Using surveillance technology, international military forces in Afghanistan watched an old Toyota pickup truck drive from village to village. Each day, they tracked the truck’s path, recording its activity as suspicious. In a war zone, everyone is suspect.
International military forces could have called the truck in as a target for a drone strike. But instead, they stopped the truck at a roadblock. In the truck bed, they found sick or wounded people.
This old Toyota pickup truck was a makeshift ambulance; a local family who made it their business to go from village to village to pick up people who needed to travel to a health centre. Many people in Afghanistan have no local access to healthcare and no private vehicles. In a country without a strong central government, people set up their own informal systems of healthcare and transportation.
But local civil society’s efforts like this one in Afghanistan are invisible to outsiders. Too often, countries at war are portrayed by the media as harbourers of corrupt politicians, violent insurgents, and innocent victims. There is no conceptual category for the locally led efforts of people showing leadership, innovation, and great compassion for their neighbours.
A member of the US 101st Airborne unit stationed in Afghanistan told me the story of this makeshift ambulance service during a recent training session I provided on “Assessing Local Capacity in Afghanistan.” After several tours of duty in Iraq and Afghanistan, some savvy insiders recognised the 101st Airborne needed to have a way of understanding civilians. Fortunately, an enlightened few in a handful of military academies and bases are now adding courses on civil society and assessing local capacity to the curriculum.

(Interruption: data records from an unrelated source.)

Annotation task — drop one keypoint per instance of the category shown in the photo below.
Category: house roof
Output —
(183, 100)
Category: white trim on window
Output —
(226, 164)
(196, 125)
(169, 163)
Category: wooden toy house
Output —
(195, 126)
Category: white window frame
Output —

Military forces receive most of their training in physical endurance, weaponry, targeting and enemy identification, and extraction of intelligence from the environment where they are stationed for their mission– their “battle space.” They receive little to no information on who might also be living and working in these same places.
I train military forces in basic international humanitarian laws, such as the Geneva Convention that provide rules on how military forces treat all civilians, and agreed upon Guidelines for Relations Between US Armed Forces and Nongovernmental Humanitarian Organizations in Hostile or Potentially Hostile Environments. I also teach them about the other potential people and groups working in their “battle space”, including international organisations such as the UN and World Bank, regional organisations, international and local NGOs, and then the wider array of local civil society organisations that may operate much more informally.
In general, there is very little understanding of civilians working in war zones. Drawing comparisons, I remind them that in their own communities, local people come to the aid of neighbours in the midst of hurricanes, tornadoes and storms just as these local ambulance drivers do in Afghanistan. I remind them that in their own communities, religious organisations run homeless shelters, soup kitchens and programmes that complement government efforts – just as NGOs in Afghanistan fill in gaps.
During these trainings, some of the soldiers argue with each other about the nature of NGOs. One will repeat a widely held belief that “NGOs clog up my battlespace” meaning they are a nuisance that soldiers have to try to avoid in the midst of hunting and tracking enemy forces. But another will say, “NGOs are important, they are a force multiplier for us” a term that makes impartial and independent NGOs cringe, but one that recognises that NGOs can help communities reduce vulnerability to violence. Another will quip that NGOs are traitors, calling in the military when they get in trouble but never offering any intelligence to help them.
Over the last decade, escalating tensions between civil society organisations and international military forces operating in the same regions of Afghanistan, Iraq, Somalia, and elsewhere make it even more important to raise awareness of local civil society efforts.
The three most important lessons for military forces include the following:
- There are diverse types of civil society organisations (CSOs) in all communities. As well as NGOs, there are local women’s groups, religious organisations, academic centres, artists, journalists, and other groups of people trying to improve their communities. Some CSOs make important contributions to peace and human security. These organisations are working on the ground long before and long after the military makes their home communities a “battlespace.” Respect for people’s local efforts is essential.
- All civil society organisations require independent space in order to best contribute to human security and peace. Civil society organisations’ (CSOs) independence and impartiality means they need to make decisions based on local people’s needs regardless of their religious, ethnic, tribal, or political identity. CSO organisations cannot do their work if they are making decisions based on funding guided by broader geopolitical calculations that ignore local needs, interests and perceptions. CSOs have to be very careful of how local communities perceive their efforts. If military leaders call them “force multipliers” this communicates that the CSO is working on behalf of a security goal rather than on behalf of the local community. Attacks against local and international CSOs are rapidly increasing. Many perceive the increase correlates with how military forces increasingly attempt to make contact with local organisations to offer funding tied to geopolitical security goals, not local needs.
- Military forces may have opportunities to support local efforts that contribute to stability. But that support should not be through direct contact. Military forces can best support local efforts for development, peace and human security through a credible development coordination mechanism by the local government, the UN or the World Bank. This helps to ensure that any funds provided by military forces do not inadvertently lead to local perceptions that can make CSOs a soft target for insurgents, fuel corruption by going around legitimate development funding streams, or reinforce autocratic governance structures by buying or renting the allegiance of tribal elders, who may or may not choose to use the funding to benefit the whole community.